Gropius is renowned as a pioneering architect and as a highly influential figure in design education. Working for Behrens, he met Mies and possibly Corbusier (later, a colleague at CIAM). Van de Velde wanted him to take over his own position in Weimar. Klee, Kandinsky, Itten and Moholy-Nagy were all recruited by Gropius to the Bauhaus (he rejected van Doesburg), where Mies, Breuer, Schlemmer and Josef Albers all became key colleagues. Stravinsky (a Bauhaus supporter) and Moore were among a wide circle of friends. Sert succeeded him at Harvard. Mahler protested to Gropius about his affair with his wife, unavailingly.

Charles Bernstein

1950 (New York) –

As a young poet not yet committed to that career, Bernstein travelled to San Francisco to meet Silliman; they became (and remain) colleagues in the ‘Language’ poetry movement Bernstein was instrumental in founding. Creeley was a long-term colleague in Buffalo — they were central to the starting and running of a renowned poetry program. Higgins was also a long-term colleague and correspondent. Bernstein wrote a libretto for Ferneyhough based on Walter Benjamin’s writings, and was a great (and fond) admirer of Guest, who had been inspirational to him.

Charles Bernstein knew…

Nadia Boulanger

1887 (Paris) – 1979 (Paris)

Widor and Fauré taught Boulanger. Saint-Saëns was a family friend (or family enemy, as it’s been put). She was a loyal friend of Stravinsky: Milhaud, Ravel and Poulenc were other composers close to her. She was deeply moved by Menuhin’s playing as a child, and taught at the school he founded. Among her own students were Copland, Glass, Bernstein, Carter, Ibert, Thomson and Jones: also Musgrave, Gismonti, Barenboim, Bacharach, Piazzolla (she told him to concentrate on the tango), Piston, Rorem and Bowles. She disapproved of Messiaën’s teaching, and advised Gershwin he could learn nothing from her.

Nadia Boulanger knew…

László Moholy-Nagy

1895 (Bácsborsod, Hungary) – 1946 (Chicago)

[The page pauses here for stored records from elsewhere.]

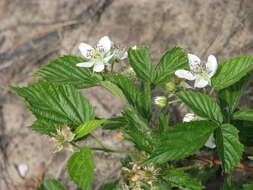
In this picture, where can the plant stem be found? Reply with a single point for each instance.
(98, 141)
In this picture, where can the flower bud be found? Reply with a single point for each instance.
(170, 87)
(161, 101)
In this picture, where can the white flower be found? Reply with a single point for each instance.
(62, 139)
(199, 71)
(210, 143)
(161, 101)
(98, 56)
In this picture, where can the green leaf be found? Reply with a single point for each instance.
(136, 130)
(248, 186)
(51, 184)
(114, 123)
(114, 89)
(171, 61)
(139, 98)
(43, 127)
(231, 71)
(64, 70)
(182, 181)
(181, 141)
(59, 104)
(245, 131)
(230, 185)
(81, 167)
(244, 115)
(109, 186)
(230, 96)
(140, 61)
(202, 105)
(87, 127)
(229, 147)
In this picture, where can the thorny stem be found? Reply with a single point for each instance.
(98, 141)
(107, 149)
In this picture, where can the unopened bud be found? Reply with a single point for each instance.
(161, 101)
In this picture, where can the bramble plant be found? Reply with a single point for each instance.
(166, 155)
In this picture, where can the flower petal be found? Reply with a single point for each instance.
(189, 117)
(85, 64)
(181, 73)
(201, 83)
(210, 143)
(105, 44)
(194, 61)
(99, 67)
(211, 65)
(86, 50)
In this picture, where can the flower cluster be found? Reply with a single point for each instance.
(102, 54)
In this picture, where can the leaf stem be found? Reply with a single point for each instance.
(98, 141)
(107, 149)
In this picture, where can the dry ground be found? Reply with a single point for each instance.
(33, 32)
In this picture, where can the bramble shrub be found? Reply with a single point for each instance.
(165, 155)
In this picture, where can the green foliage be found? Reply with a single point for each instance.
(136, 97)
(181, 141)
(245, 131)
(87, 127)
(182, 180)
(171, 61)
(201, 105)
(230, 96)
(140, 61)
(43, 127)
(109, 186)
(248, 186)
(58, 104)
(229, 147)
(136, 130)
(244, 115)
(51, 184)
(81, 167)
(64, 70)
(231, 71)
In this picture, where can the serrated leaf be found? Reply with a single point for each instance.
(114, 123)
(114, 89)
(182, 181)
(140, 61)
(248, 186)
(229, 147)
(230, 96)
(202, 105)
(58, 104)
(109, 186)
(81, 167)
(64, 70)
(231, 71)
(245, 131)
(171, 61)
(244, 115)
(136, 130)
(43, 127)
(181, 141)
(51, 184)
(87, 127)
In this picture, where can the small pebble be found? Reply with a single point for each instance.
(22, 169)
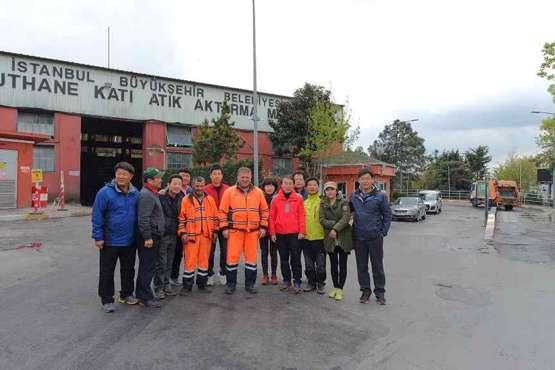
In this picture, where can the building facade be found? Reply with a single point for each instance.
(80, 120)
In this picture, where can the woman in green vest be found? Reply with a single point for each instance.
(335, 215)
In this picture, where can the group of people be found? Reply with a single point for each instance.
(187, 219)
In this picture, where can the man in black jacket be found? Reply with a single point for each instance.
(371, 221)
(151, 227)
(171, 202)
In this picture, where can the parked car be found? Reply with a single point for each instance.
(408, 208)
(432, 200)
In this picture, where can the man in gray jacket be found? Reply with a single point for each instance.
(151, 227)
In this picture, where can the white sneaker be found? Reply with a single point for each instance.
(210, 281)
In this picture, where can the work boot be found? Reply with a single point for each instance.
(128, 300)
(365, 297)
(251, 289)
(185, 291)
(285, 286)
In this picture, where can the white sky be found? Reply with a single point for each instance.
(466, 69)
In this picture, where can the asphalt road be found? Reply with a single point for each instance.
(450, 306)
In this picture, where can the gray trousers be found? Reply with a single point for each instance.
(164, 262)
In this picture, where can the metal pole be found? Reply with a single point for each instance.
(255, 96)
(108, 47)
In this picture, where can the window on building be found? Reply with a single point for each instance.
(282, 166)
(176, 161)
(44, 157)
(179, 136)
(38, 123)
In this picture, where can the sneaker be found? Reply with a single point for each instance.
(203, 290)
(152, 303)
(285, 286)
(131, 300)
(108, 307)
(184, 292)
(309, 287)
(265, 280)
(365, 297)
(175, 282)
(251, 289)
(170, 292)
(210, 281)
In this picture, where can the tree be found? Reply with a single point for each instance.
(477, 159)
(216, 141)
(400, 145)
(523, 170)
(547, 68)
(312, 127)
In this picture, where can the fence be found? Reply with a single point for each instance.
(525, 198)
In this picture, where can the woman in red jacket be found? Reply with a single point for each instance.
(287, 229)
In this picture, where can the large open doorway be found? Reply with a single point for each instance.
(105, 142)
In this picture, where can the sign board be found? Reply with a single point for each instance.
(36, 175)
(81, 89)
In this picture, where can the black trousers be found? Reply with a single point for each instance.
(289, 247)
(177, 258)
(147, 263)
(108, 258)
(373, 249)
(314, 261)
(222, 242)
(267, 245)
(338, 264)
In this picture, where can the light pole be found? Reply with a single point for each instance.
(255, 96)
(552, 169)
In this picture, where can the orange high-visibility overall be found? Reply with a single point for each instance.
(243, 213)
(199, 221)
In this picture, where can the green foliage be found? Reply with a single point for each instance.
(400, 145)
(518, 168)
(216, 141)
(477, 160)
(547, 68)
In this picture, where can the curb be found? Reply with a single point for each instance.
(490, 224)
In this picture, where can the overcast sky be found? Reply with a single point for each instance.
(466, 69)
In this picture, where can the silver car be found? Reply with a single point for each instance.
(432, 200)
(408, 208)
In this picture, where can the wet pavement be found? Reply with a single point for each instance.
(449, 307)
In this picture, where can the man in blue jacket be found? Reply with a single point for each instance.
(114, 221)
(371, 221)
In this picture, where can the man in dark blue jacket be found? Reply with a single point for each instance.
(371, 221)
(114, 221)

Moholy was linked to Schwitters’ advertising business. Hausmann was a lifelong friend and sharer of cross-disciplinary ideas. Gropius appointed Moholy to the Bauhaus, making him his closest associate; Albers and Breuer were fellow teachers there, while Gropius, Breuer and he later lived in the same block of London flats. Kepes followed him from Berlin to Chicago as assistant, collaborator and colleague, while Eisenstein asked his students to help on a pioneering fly-through shot. Grierson, Read, Hepworth, Nicholson, Moore and Betjeman were among his London circle. Holidaying in France, he took photographs while Giedion wrote about them.